TNS is specifically formulated for inhalation using a PARI LC PLUS™ Reusable Nebuliser and a suitable air compressor with a flow rate of 4-6 l/minute and/or back pressure of 110-217 KPa.
The incidence of adverse effects in the head to head study with colomycin were comparable for both drugs. Pharyngitis appears to be one of the most common adverse events. Up to 11.3 % of patients on TNS develop an element of airway reactivity with a greater than 10% loss in FEV1 after 30 minutes of nebulisation. In the study by Ramsey et al, TNS was associated with an increase incidence of tinnitus (3.1%) and voice alteration (12.8%). Tinnitus was transient and mild to moderate in severity and did not lead to withdrawal from the study. Voice alteration was minimal in most cases and did not increase with subsequent cycles of TNS administration. Nine patients in each group had a transient increase of 50% or more in creatinine levels. It is not clear from the paper whether these patients had received intravenous antibiotics. Audiology studies were carried out in 302 patients and in the 148 patients receiving TNS there was no evidence of hearing loss.
Although nephrotoxicity did not occur in the randomised studies, acute renal failure has been reported following the administration of inhaled tobramycin and oral ciprofloxacin (Hoffmann et al, 2002).

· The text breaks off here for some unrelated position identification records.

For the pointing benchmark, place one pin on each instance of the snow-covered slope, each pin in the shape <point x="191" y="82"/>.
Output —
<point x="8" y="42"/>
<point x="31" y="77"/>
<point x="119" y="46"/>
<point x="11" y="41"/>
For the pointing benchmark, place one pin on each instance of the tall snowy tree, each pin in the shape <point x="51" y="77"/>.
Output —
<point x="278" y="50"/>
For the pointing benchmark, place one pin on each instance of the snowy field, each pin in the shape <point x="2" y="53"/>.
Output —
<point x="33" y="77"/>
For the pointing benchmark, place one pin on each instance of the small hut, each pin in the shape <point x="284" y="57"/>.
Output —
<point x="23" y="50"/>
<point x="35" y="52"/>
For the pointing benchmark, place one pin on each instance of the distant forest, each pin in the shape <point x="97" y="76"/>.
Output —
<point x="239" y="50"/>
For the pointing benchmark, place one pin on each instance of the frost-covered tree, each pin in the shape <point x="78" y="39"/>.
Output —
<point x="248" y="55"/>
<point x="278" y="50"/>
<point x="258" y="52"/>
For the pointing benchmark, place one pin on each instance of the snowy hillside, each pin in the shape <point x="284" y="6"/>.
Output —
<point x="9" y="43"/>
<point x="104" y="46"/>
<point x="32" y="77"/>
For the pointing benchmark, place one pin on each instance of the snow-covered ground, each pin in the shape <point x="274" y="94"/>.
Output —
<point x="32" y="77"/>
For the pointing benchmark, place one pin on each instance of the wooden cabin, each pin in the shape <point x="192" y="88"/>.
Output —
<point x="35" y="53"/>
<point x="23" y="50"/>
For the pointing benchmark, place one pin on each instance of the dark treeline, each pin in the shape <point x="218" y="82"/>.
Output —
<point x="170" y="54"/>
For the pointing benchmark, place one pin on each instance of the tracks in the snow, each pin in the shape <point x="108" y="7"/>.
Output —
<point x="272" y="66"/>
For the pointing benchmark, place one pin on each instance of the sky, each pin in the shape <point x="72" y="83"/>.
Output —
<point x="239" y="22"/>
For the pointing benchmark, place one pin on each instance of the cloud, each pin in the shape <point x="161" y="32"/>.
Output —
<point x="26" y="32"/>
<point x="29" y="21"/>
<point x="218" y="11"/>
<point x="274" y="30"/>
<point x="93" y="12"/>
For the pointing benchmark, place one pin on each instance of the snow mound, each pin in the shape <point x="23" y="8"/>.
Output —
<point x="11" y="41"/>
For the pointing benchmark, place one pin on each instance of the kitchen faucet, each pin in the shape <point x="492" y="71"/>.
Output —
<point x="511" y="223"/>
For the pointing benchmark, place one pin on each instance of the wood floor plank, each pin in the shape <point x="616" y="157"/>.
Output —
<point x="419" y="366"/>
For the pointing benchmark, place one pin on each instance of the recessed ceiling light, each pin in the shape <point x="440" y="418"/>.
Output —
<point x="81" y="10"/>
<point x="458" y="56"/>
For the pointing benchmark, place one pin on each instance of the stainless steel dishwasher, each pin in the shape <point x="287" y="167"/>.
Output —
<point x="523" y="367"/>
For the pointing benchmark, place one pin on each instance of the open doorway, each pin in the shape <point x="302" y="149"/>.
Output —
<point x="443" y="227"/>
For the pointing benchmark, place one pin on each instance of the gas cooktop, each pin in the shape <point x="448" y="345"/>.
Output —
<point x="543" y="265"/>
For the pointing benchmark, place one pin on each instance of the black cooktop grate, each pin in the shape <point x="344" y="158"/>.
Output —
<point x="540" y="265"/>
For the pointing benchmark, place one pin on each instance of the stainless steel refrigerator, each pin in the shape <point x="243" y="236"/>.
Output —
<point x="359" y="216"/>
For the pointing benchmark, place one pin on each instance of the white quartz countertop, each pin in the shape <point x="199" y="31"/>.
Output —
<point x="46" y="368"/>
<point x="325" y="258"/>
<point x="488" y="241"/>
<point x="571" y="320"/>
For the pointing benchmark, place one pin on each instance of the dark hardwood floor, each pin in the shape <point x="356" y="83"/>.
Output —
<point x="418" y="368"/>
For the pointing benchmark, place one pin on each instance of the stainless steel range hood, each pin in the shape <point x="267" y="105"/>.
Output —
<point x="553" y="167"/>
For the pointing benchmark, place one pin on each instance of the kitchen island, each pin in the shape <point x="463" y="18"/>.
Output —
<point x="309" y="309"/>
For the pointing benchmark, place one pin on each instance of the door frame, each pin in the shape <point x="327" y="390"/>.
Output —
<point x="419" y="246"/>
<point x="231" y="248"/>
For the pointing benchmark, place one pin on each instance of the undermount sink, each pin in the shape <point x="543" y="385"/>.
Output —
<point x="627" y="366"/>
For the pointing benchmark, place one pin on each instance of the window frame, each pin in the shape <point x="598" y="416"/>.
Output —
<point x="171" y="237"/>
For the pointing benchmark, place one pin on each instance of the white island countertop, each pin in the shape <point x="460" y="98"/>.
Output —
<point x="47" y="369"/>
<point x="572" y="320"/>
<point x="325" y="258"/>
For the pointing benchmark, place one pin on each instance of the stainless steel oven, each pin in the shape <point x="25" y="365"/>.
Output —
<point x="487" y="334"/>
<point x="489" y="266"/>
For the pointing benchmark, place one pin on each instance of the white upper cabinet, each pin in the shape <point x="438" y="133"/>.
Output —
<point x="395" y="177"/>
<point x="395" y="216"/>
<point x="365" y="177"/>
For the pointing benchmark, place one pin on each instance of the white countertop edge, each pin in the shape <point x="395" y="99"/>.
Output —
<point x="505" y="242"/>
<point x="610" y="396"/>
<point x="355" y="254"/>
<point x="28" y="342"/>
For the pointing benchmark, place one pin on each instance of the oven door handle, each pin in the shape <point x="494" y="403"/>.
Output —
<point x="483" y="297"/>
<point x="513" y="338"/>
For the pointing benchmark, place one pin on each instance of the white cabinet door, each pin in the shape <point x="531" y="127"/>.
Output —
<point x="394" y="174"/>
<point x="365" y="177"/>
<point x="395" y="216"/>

Bronchoconstriction has been well described with both the preservative containing solution and the preservative free solution (Nikolaizik et al, 1996; Nikolaizik et al, 2002; Alothman et al, 2002). Patients should have reversibility studies carried out before starting therapy and monitoring should be continued thereafter. Patients who show bronchoconstriction after drug administration should be prescribed a bronchodilator before each dose. Some patients will not be able to tolerate therapy due to significant bronchoconstriction.
Economic evaluation of TNS
TOBI is expensive, costing up to £10,000 per annum. Studies looking at the economic evaluation of TNS have been undertaken. Iles et al concluded in a small study of 42 UK patients receiving TNS for 24 months that treatment was associated with a reduction in hospital attendance and parenteral antibiotics resulting in an offset cost of between £3500 to £6200 (Iles et al, 2003). A further study by LeLorier et al suggested that assuming that the percentage of reduction in hospital days observed in the US studies would be maintained then the use of TOBI would reduce the use of health care services, particularly hospital days and lead to savings which would offset the cost of the drug (LeLorieret al , 2000).
The intermittent administration of TNS in patients with cystic fibrosis and chronic PA colonisation has been shown to be effective in improving and stabilizing lung function, decreasing requirement for intravenous antibiotic therapy and hospital admissions, improving quality of life scores, and in adolescent patients, increasing body weight. Long term microbiological surveillance studies need to be carried out to ensure that significant tobramycin resistance does not ensue.